[Update: wildlandfire readers, see the bottom of the post.]
In a case we first analyzed here when the lawsuit was dismissed by the Court of Federal Claims, the U.S. Court of Appeals for the Federal Circuit in Cary v. United States, No. 2008-5022 (Jan. 16, 2009) held that the federal government was not liable in inverse condemnation for taking property damaged by Southern California wildfires in 2003.
The Federal Circuit affirmed the CFC's judgment on the pleadings, holding that the owners of the damaged property did not allege -- and could not show -- that the government intended to invade a property interest when it failed to control the "Cedar Fire," which began when "a deer hunter lost in the forest lit a signal fire to aid his rescue." Slip op. at 2. It was a tragedy of immense proportions as fifteen people were killed, more than 2,000 homes were lost, and 273,000 acres were burned.
The property owners asserted that the fire was a "direct, natural, probable" result of two U.S. Forest Service polices which allowed fuel to build up in the forest, and allowed recreational users such as the hunter to enter.
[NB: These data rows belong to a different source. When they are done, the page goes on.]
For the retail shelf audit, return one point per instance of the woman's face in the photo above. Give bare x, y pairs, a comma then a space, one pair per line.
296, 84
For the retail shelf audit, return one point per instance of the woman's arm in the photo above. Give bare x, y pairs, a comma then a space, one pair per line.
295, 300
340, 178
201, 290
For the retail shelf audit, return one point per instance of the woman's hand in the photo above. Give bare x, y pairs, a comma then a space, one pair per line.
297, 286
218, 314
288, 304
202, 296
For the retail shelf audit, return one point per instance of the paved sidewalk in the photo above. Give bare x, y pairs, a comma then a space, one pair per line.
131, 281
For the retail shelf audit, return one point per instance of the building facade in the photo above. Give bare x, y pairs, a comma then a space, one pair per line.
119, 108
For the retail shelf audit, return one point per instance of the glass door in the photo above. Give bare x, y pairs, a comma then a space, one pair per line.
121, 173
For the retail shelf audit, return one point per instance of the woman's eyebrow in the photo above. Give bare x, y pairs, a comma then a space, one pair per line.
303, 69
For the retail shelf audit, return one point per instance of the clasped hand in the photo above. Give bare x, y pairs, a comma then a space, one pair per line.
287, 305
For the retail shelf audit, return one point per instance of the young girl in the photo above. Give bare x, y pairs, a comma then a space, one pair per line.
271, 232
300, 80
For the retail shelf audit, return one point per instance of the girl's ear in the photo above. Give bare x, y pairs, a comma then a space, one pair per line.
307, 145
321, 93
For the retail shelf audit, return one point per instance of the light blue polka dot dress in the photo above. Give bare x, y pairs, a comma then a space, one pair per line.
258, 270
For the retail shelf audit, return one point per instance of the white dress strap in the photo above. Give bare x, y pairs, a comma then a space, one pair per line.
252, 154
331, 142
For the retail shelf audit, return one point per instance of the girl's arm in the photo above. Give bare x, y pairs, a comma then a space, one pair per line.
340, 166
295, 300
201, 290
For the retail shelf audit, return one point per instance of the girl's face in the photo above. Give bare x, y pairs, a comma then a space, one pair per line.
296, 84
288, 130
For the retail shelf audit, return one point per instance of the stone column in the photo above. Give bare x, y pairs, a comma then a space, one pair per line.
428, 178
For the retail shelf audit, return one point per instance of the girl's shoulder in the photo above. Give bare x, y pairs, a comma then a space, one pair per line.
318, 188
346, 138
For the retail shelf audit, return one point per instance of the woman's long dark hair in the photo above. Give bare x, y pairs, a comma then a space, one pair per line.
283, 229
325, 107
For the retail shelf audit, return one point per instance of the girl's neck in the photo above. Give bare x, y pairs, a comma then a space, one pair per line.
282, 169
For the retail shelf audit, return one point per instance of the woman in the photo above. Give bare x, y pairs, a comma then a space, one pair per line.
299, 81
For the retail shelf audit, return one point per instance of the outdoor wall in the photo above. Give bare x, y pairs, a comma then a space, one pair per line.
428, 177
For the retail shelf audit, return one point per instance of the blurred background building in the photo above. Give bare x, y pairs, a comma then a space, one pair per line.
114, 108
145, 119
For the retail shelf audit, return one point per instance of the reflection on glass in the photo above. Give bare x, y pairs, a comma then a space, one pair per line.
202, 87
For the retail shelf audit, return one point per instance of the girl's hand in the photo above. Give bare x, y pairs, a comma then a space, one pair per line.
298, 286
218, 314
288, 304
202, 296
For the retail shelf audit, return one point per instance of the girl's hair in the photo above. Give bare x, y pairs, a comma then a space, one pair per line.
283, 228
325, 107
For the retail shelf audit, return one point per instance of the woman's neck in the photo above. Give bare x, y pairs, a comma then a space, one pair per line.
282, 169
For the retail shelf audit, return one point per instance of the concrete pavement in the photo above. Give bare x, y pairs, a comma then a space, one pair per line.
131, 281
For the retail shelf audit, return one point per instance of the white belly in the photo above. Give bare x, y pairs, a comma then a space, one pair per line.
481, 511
Slip op. at 6. The court rejected the allegation, holding the property owners failed to plead the loss of property "would be the likely, foreseeable result of a policy of fire suppression and recreational use," only that the Forest Service knew of a risk, and taking a risk is not the same as making the result "probable." Slip op. at 7-8.
The landowners analogized the fire to inverse condemnation flood cases where the government is held liable for a taking after it builds a dam which causes a river to rise. The court rejected the comparison:
The key difference between the flood cases and the instant controversy is that the policy of suppressing fires did not set the Cedar Fire in motion as the dams did the floods. Cf. Avery, 330 F.2d at 645. As the court in Cotton Land noted, further study would have predicted the flood, when it would occur, and where it would occur. 75 F. Supp. at 234. Here, as the landowners implied in their pleadings, for an injury resulting from the policy of suppressing fires in the [Cleveland National Forest] to occur, something had to ignite the fire. While the landowners pleaded that the government took the risk of a hunter or other recreational user starting a fire in the forest with its policy of welcoming such users, an actual ignition, not a risk, is what set the wildfire in the CNF. The hunter setting the fire was an intervening cause which broke any perceived chain of causation between the Forest Service's policies and the Cedar Fire.
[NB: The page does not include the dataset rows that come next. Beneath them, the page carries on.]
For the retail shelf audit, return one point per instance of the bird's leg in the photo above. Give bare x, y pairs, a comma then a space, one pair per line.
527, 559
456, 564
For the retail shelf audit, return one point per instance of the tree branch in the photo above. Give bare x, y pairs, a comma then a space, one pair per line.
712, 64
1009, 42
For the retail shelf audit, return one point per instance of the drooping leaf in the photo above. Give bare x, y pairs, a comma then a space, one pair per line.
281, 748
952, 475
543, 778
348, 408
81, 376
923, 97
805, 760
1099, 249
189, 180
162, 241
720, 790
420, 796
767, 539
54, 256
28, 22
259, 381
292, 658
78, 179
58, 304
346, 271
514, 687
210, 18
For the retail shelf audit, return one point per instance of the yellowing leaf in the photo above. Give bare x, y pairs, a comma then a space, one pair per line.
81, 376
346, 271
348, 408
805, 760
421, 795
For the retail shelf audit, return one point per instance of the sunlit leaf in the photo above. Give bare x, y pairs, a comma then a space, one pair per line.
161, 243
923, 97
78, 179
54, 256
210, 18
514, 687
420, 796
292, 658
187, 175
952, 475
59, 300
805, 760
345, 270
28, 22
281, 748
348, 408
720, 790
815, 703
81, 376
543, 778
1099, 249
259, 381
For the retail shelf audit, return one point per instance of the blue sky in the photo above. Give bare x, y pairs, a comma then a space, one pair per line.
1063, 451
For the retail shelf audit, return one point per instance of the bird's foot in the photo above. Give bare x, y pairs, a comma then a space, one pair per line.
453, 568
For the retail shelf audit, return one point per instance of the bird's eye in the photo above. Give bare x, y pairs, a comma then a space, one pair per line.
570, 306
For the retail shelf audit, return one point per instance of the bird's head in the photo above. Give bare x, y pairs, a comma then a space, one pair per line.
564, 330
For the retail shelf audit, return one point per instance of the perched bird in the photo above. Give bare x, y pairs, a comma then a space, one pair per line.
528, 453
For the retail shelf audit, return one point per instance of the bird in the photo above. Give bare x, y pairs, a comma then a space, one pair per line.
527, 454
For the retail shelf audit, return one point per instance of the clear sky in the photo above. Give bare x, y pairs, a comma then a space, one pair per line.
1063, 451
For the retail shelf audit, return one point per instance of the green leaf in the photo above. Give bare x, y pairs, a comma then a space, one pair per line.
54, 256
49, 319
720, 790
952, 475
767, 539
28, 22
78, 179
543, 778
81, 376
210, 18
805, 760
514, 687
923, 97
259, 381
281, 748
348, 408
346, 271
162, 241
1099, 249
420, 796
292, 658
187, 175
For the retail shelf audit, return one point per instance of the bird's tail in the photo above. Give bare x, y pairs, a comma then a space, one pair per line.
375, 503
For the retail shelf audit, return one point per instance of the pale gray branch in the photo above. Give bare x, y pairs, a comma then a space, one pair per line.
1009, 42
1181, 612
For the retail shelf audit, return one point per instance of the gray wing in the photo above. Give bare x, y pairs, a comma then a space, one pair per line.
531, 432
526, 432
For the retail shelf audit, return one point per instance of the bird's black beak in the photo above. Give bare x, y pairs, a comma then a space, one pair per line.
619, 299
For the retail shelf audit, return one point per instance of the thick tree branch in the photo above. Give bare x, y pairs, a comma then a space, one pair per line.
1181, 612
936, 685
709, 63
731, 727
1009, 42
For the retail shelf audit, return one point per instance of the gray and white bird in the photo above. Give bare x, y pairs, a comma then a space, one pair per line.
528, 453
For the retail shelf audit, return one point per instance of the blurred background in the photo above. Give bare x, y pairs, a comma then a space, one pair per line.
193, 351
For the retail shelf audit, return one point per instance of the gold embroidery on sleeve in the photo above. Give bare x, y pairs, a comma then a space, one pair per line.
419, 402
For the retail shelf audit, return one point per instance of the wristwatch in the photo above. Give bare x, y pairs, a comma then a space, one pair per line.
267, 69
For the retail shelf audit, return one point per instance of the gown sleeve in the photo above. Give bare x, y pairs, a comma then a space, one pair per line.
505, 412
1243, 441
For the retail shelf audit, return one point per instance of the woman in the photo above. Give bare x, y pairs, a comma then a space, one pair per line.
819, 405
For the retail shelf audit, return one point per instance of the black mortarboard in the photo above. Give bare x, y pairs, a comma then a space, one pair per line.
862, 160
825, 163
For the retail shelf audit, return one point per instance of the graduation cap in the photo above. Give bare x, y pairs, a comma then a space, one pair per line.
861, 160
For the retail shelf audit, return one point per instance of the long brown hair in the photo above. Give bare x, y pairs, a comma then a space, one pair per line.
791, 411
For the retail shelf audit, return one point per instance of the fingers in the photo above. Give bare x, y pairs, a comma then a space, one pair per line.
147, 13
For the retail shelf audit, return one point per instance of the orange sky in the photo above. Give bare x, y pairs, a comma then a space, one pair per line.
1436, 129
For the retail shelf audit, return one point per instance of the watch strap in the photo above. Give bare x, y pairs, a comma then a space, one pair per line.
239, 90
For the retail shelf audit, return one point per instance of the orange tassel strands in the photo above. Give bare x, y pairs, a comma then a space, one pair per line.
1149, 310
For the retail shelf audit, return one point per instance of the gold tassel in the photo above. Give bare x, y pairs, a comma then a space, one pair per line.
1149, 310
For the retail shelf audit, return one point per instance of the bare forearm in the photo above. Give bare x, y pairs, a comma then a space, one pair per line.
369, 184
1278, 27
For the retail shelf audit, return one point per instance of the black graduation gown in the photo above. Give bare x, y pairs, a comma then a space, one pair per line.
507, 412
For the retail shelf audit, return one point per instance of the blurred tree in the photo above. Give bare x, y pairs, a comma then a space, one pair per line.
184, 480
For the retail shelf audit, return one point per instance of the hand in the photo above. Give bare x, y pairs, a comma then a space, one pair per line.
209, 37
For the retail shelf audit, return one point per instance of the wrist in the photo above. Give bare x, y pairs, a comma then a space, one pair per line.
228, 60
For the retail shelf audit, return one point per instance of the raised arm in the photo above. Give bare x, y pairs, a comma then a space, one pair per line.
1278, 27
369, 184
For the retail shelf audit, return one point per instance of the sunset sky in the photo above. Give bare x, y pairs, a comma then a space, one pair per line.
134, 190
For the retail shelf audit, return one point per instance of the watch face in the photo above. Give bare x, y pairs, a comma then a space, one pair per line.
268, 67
Slip op. at 9. "The landowners would be correct that the government did not need to light the match to be liable, but to be a taking, it must have at least authorized supplying the fuel." Slip op. at 10. Finally, the Federal Circuit rejected the argument that the taking was permanent:
we cannot infer from the complaint that the fire prevented the rebuilding of infrastructure that would allow the landowners to reoccupy their property...and there is no allegation that the injuries prevent future use of the land, or that the fire will intermittently but inevitably recur. To satisfy the appropriation requirement, the preemption must be sufficiently permanent that it can be said that the government has exercised dominion over the property.
Slip op. at 14-15. Read the entire opinion here.
Update for the readers coming here from wildlandfire, here's the plain language summary:
Several property owners whose property was damaged or destroyed in the fire sued the US Government, claiming that they were owed compensation. Under the US Constitution's Fifth Amendment, if the federal government "takes" property, it must pay "just compensation." This includes situations where the government condemns property for a road, school, or post office for example, but also includes situations where the government takes some action that results in the destruction of someone's property. The classic example of the latter is when the federal government builds a dam and floods someone's property, it must pay compensation to the owner whose property is flooded.
A Washington DC federal court threw out the case saying that even if everything the property owners alleged was true, they could not win, and they appealed to the Federal Circuit, a court in DC that hears claims against the federal government involving money. That court affirmed the dismissal, finding that although the USFS's policies may have contributed to the damage to the property, the property owners did not and could not allege that the damage to their property was the likely result of the policies. In other words, too many other things such as the guy who started the fire, etc., were the more foreseeable causes.
Bottom line: the government is not liable (at least on this one legal theory) for the damages caused by the fire to private property.